Offshore: Germany launches spatial plan

Guidance for offshore development.

A spatial development plan (SDP) to steer design of offshore wind farm planning in Germany's part of the exclusive economic zone of the North Sea was approved this autumn by the German federal cabinet of ministers. A plan for the German part of the exclusive economic zone of the Baltic Sea will follow soon.

The North Sea plan - taking in an area marked for priority development spanning 1000 square kilometres - accommodates more than 6 GW of projects already permitted or planned for the area. This includes 11 permitted projects totalling about 3.1 GW and ten projects totalling 3.5 GW yet to receive permits. The plan also allows projects that have construction permits in place, but which are planned for just outside the 1000 -square-kilometre priority zone, to proceed. This will bring the total allowed under the North Sea SDP to 10-11 GW.

There are, however, another 46 applications for offshore wind projects in Germany's North Sea still pending approval. Significantly, the North Sea SDP does not rule out further wind development outside priority areas for wind, but the planning process for those projects lying outside the newly designated privileged areas are likely to be more involved and expensive.

Developers can maintain existing individual applications and are allowed to lodge new ones outside the offshore priority areas as long as they avoid the Natura 2000 protection areas listed under the EU Habitats Directive and the Birds Directive, says the offshore planning authority Bundesamt fur Seeschifffahrt und Hydrography (BSH).

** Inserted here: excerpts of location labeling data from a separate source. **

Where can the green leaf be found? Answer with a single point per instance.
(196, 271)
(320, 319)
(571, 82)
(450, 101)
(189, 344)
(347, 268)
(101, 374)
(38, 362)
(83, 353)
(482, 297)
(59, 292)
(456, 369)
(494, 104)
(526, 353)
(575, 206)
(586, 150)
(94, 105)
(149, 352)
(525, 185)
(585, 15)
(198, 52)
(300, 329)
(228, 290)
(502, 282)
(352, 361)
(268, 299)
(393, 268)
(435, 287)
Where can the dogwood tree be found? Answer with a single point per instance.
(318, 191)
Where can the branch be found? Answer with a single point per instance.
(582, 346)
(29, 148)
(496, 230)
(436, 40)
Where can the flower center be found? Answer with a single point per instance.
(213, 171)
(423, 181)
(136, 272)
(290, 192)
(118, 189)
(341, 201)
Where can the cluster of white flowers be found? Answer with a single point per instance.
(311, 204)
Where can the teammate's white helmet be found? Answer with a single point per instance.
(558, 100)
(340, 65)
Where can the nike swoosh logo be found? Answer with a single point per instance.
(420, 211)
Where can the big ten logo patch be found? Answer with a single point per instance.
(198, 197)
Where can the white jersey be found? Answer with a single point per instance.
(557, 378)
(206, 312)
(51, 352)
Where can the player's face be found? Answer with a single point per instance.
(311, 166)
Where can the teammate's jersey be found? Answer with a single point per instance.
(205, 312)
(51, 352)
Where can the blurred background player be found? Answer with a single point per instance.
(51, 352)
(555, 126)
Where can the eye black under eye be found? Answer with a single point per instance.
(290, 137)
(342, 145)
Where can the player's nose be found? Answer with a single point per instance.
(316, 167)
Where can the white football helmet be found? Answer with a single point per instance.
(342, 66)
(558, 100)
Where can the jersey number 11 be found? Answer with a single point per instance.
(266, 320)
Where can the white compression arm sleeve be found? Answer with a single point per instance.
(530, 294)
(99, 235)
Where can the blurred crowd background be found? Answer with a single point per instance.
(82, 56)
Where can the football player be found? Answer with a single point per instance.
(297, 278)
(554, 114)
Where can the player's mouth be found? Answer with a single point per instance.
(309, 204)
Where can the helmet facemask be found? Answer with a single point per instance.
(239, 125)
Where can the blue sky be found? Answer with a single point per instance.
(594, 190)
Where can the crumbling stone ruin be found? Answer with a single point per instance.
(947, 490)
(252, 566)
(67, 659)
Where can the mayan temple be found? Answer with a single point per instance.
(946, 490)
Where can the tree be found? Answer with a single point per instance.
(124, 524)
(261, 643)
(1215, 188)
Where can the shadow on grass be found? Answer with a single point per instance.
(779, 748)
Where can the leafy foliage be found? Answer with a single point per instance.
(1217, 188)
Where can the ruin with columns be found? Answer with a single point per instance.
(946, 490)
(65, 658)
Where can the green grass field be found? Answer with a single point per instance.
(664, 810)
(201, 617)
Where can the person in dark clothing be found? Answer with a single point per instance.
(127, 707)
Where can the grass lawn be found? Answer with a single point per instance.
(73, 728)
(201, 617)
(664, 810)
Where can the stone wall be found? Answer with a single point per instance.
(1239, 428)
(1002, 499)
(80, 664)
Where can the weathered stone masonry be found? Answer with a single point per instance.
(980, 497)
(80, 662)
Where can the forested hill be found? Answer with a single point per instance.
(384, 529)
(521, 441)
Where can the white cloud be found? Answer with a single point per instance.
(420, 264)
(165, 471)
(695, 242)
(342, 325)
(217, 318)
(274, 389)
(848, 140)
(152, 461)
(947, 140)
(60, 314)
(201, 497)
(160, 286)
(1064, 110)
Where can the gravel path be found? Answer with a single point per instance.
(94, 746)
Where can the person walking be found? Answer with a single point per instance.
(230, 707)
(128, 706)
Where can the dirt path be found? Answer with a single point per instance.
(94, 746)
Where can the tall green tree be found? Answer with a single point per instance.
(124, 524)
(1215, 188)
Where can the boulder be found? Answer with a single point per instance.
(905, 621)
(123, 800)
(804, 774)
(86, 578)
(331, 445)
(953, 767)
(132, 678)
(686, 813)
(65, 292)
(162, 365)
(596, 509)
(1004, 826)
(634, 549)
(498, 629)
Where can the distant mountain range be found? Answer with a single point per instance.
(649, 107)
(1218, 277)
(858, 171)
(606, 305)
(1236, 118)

"Prioritising areas for offshore wind gives more planning security," says BSH spokesman Nico Nolte. He adds: "The chances for projects outside the priority areas are not necessarily worsened." The North Sea SDP will be reviewed in 2011, when more areas are expected to be prioritised for offshore wind. A similar German spatial development plan for the Baltic Sea is due for approval shortly. this will prioritise areas with potential for about 1.5 GW of offshore wind capacity, says Nolte.